Canada has so far largely shunned confrontation with Washington, stressing instead the merits of NAFTA and free trade as Canadian Prime Minister Justin Trudeau makes efforts to forge closer ties with Trump.

But Trump's more isolationist approach has put strains on the bilateral trading relationship between the two countries, the second largest of its kind in the world.

Canada is riled about duties on lumber and planemaker Bombardier Inc (BBDb.TO), which is based in the politically important province of Quebec, where Trudeau's Liberals are looking to build up support.

"Strategically, standing up to the Americans plays well at home," said Toronto trade lawyer Mark Warner.

"The Canadians are getting tougher ... they've been more aggressive in their response, in their threats, than perhaps people have realized," he said in a phone interview.

Canadian cabinet ministers have been fanning out across the United States for 18 months, spreading an upbeat message about the benefits of trade.

But when Public Safety Minister Ralph Goodale went to Kentucky last week, he gave a speech in which he warned the Americans against "tanking the whole relationship".

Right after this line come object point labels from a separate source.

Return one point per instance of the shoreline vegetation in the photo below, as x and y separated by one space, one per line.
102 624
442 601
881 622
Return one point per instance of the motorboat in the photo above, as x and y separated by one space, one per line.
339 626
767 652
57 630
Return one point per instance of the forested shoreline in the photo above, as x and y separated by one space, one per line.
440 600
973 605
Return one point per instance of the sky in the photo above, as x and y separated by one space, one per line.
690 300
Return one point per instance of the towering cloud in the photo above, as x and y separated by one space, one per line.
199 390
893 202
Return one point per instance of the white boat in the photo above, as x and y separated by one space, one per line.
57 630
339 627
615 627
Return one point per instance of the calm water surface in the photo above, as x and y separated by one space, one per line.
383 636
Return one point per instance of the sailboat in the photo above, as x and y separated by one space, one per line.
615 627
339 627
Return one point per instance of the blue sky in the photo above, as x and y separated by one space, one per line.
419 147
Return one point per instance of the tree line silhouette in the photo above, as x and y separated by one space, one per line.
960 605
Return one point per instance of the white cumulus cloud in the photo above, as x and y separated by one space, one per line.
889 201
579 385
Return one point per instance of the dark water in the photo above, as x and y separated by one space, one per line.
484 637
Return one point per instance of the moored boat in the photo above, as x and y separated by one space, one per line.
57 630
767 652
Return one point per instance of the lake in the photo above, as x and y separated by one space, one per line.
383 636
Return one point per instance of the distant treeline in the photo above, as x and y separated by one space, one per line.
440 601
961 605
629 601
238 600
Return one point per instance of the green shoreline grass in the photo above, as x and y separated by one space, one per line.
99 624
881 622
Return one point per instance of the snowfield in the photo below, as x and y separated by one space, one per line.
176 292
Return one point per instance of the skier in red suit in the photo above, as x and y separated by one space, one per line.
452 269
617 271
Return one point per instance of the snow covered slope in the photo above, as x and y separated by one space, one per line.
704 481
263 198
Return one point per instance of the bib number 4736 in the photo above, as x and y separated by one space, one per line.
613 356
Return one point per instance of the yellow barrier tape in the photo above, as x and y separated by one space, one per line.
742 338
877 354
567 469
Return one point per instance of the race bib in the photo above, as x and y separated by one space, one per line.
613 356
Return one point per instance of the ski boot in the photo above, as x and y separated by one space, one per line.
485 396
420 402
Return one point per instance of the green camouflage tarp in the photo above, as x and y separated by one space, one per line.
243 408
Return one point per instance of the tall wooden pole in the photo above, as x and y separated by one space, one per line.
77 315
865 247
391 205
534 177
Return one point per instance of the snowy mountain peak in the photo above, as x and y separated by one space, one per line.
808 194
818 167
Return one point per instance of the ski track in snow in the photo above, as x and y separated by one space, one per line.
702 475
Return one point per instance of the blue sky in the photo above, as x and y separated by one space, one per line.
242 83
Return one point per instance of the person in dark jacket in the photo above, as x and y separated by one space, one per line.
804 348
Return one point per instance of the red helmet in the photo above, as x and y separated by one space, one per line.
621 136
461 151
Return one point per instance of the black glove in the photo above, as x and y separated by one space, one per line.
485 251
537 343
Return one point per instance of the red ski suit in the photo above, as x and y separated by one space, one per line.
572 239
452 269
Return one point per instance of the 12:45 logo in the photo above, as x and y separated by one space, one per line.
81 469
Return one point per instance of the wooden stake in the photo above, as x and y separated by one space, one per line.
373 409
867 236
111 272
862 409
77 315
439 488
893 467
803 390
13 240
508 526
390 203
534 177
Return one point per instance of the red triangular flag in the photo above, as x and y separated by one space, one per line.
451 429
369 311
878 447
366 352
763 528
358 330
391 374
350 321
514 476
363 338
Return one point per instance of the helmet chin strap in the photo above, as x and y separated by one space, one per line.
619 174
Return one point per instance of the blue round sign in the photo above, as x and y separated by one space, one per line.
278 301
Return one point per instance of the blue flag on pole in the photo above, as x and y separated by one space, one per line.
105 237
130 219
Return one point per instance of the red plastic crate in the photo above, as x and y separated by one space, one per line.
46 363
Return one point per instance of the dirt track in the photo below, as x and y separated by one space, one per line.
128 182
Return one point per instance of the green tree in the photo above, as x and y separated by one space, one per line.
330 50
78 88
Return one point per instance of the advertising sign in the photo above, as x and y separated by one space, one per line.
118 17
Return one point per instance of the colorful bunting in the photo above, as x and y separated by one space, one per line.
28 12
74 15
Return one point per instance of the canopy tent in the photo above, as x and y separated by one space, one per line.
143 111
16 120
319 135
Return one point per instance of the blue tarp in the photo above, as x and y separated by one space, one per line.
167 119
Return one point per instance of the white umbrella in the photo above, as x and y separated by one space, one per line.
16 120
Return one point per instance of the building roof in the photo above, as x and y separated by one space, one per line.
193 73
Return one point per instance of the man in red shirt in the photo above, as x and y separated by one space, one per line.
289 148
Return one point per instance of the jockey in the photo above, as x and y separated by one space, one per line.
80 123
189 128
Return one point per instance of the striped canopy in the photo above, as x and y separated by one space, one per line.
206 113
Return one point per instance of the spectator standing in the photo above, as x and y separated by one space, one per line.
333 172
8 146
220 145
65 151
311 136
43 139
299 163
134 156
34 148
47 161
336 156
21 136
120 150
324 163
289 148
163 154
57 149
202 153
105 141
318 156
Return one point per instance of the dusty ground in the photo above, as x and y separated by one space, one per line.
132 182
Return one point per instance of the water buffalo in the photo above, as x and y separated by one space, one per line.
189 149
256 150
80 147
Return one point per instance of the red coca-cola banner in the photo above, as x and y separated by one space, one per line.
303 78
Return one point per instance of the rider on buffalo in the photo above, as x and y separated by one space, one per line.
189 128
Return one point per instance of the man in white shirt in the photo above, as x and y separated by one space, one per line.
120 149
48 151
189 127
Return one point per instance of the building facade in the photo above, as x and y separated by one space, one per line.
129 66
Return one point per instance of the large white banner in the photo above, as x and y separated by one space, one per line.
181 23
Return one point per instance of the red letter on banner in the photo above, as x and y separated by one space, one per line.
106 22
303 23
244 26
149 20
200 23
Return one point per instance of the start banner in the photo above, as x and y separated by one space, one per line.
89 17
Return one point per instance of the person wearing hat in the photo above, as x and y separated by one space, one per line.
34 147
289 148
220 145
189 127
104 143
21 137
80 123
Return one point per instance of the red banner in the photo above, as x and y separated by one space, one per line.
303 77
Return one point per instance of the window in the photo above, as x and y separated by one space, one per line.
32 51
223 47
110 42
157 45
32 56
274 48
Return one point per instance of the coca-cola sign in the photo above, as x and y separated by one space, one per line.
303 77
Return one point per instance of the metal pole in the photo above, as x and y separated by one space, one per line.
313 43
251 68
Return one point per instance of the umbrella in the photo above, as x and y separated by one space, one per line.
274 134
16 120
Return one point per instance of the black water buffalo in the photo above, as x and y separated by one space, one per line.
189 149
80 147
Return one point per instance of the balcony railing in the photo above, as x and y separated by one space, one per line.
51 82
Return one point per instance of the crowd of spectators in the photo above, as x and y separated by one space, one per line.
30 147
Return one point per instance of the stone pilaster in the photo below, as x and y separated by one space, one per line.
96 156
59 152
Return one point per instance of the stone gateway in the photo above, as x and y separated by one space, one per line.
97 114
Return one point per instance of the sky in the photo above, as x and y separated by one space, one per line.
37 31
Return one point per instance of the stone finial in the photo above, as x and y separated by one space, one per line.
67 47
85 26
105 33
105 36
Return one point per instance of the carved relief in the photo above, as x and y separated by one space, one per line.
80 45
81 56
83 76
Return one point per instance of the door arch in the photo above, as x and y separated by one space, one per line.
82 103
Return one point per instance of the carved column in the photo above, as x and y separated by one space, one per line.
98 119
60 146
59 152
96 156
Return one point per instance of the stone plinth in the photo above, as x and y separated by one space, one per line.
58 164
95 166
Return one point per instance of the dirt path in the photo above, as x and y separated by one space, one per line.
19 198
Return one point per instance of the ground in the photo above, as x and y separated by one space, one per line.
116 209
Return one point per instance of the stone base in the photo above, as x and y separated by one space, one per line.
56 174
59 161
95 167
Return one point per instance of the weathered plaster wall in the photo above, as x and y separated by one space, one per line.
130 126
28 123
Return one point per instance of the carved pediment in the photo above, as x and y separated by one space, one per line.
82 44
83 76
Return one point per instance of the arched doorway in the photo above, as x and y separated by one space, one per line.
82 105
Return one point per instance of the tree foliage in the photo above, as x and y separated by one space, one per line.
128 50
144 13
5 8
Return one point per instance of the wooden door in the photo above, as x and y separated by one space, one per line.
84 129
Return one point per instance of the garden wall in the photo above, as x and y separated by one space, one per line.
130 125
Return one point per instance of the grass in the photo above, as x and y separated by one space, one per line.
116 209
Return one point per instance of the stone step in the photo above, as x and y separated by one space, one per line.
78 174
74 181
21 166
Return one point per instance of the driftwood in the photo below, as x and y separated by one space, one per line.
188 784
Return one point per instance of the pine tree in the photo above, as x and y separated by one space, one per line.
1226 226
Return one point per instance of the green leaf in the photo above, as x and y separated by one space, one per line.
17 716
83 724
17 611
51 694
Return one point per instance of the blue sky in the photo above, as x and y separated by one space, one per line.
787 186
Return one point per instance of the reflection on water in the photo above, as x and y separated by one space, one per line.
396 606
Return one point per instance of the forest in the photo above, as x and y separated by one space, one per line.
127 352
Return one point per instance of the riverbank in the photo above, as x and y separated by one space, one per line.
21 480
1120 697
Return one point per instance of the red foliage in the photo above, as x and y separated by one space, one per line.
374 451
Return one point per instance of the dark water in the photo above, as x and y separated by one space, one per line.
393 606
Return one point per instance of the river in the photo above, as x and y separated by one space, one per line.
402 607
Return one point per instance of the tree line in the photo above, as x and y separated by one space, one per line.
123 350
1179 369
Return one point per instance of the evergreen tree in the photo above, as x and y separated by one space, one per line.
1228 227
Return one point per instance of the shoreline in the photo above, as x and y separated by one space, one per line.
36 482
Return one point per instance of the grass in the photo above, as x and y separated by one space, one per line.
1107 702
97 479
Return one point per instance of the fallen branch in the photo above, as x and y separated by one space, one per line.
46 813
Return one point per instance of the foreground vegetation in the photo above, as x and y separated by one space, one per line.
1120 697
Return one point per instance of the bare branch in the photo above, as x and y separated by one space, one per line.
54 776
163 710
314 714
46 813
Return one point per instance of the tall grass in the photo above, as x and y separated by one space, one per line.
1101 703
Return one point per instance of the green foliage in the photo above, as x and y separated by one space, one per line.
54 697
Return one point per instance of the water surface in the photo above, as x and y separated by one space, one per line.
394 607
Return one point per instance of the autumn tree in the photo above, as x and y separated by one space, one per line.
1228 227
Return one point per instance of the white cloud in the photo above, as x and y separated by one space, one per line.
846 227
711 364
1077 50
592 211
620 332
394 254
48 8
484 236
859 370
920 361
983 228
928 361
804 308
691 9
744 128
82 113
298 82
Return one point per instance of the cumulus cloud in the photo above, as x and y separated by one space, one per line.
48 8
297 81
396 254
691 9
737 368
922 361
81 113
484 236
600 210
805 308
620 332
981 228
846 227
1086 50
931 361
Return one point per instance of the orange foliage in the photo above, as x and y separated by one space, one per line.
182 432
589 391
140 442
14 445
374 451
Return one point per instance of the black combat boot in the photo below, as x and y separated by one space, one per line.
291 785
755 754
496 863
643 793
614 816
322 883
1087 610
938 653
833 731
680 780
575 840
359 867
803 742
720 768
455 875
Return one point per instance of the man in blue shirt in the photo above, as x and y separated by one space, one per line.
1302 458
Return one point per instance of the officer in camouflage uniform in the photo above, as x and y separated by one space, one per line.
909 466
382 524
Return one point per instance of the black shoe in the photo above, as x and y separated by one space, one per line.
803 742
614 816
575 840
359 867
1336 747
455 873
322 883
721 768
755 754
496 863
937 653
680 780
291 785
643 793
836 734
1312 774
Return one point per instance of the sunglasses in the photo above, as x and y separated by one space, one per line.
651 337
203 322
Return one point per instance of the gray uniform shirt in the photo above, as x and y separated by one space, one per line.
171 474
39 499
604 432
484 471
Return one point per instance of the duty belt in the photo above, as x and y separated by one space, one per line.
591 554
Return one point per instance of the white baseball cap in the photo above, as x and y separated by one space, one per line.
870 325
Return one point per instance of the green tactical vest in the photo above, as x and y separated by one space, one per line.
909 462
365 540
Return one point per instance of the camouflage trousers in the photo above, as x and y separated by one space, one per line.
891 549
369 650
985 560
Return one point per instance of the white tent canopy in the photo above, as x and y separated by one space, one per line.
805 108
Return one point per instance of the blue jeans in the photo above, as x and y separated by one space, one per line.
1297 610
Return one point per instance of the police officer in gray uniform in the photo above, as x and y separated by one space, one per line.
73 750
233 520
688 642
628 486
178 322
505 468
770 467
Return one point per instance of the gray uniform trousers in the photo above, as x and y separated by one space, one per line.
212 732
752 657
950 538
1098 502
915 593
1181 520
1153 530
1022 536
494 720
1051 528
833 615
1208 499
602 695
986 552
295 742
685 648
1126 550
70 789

Canadian government sources told Reuters on Wednesday they were increasingly convinced the United States plans to announce it intends to pull out of NAFTA, sending markets lower.

On Thursday though, Trump told the Wall Street Journal he would be "a little bit flexible" on his threat to withdraw from NAFTA because Mexico is facing a presidential election this year.

STUCK IN NEUTRAL

Canadian companies and industries that would be most acutely impacted by the pact's demise are largely stuck in neutral given the uncertainty of what might replace it, analysts and executives have said.

Canada and Mexico are unhappy about U.S. demands to establish rules of origin for NAFTA goods that would set minimum levels of U.S. content for autos, a sunset clause that would terminate the deal if it is not renegotiated every five years and ending the so-called Chapter 19 dispute mechanism.

Canadian foreign minister Chrystia Freeland said on Thursday the U.S. threat to quit NAFTA has to be taken seriously. Still, she said it was "absolutely possible to have a positive outcome" in Montreal if all three sides showed good will.

"When it comes to the more unconventional U.S. proposals, we have been doing some creative thinking," she said.

"We have some new ideas," she added. One person familiar with government thinking said some of the ideas related to auto content.

Laura Dawson, director of the Washington-based Woodrow Wilson's Canada Institute, said there were sharp limits to Ottawa's influence.

"There's nothing that Canada could do, short of setting fire to the White House again, that would change the trajectory of whatever it is that Donald Trump is going to do," she said in reference to an 1812 war.